Tae Meadows

No. 21 – Auburn Tigers
- Position: Running back
- Class: Graduate

Personal information
- Born: May 27, 2004 (age 22) Roanoke, Alabama, U.S.
- Listed height: 5 ft 10 in (1.78 m)
- Listed weight: 200 lb (91 kg)

Career information
- High school: Handley (Roanoke, Alabama)
- College: Troy (2023–2025); Auburn (2026–present);
- Stats at ESPN

= Tae Meadows =

American football player (born 2004)

Tae Meadows (born May 27, 2004) is an American college football running back for the Auburn Tigers. He previously played for the Troy Trojans.

==Early life==
Meadows played for Handley High School in Roanoke, Alabama. In his junior year, he rushed for over 2,000 yards, including 264 yards in the state championship. He received offers from nine schools following the season, not including Tennessee, who offered prior to the state championship.

==College career==
===Troy===
Meadows signed with Troy as a walk-on in February 2022. He carried the ball once in 2023, for a five-yard touchdown. He finished the 2024 season with three carries for 41 yards.

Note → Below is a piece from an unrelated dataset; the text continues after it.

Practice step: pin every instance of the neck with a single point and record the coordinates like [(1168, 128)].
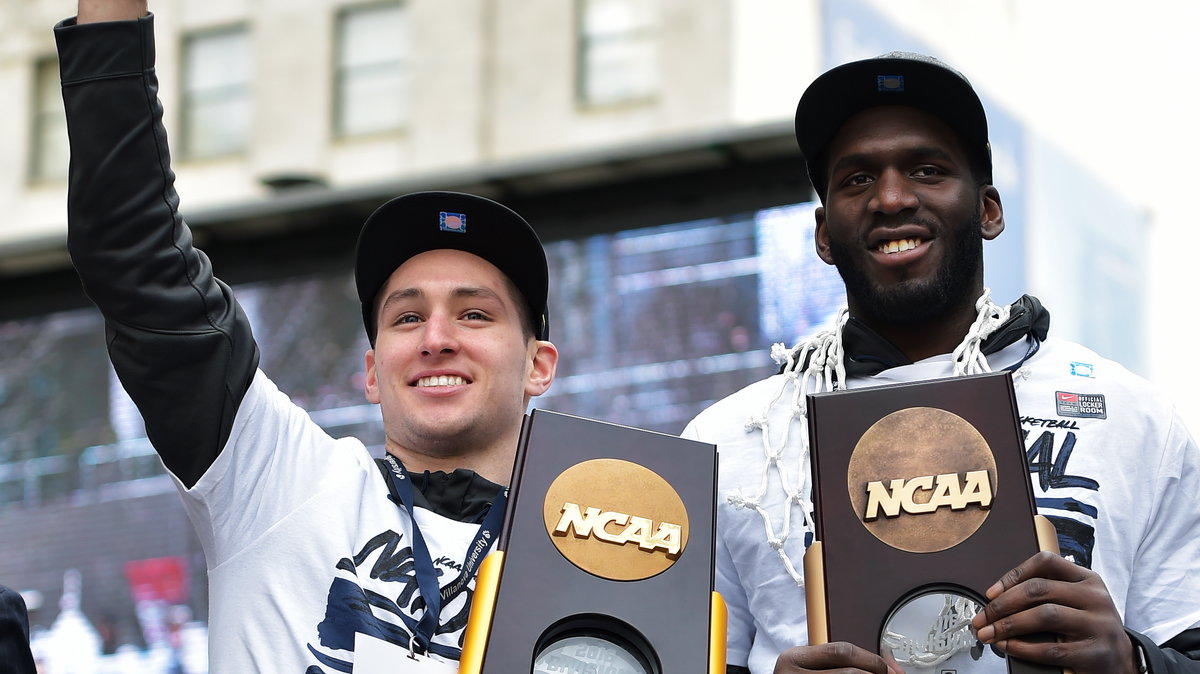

In April 2025, Meadows was placed on a scholarship with Troy. Later that season, he rushed for a game-winning 20-yard touchdown against the Buffalo Bulls. He finished the season with 695 yards and six touchdowns across 159 carries. After appearing in the 2025 conference championship, Meadows chose to enter the NCAA transfer portal in December 2025.

===Auburn===
Meadows committed to Auburn on January 22, 2026.

==Personal life==
Meadows was born in Roanoke, Alabama.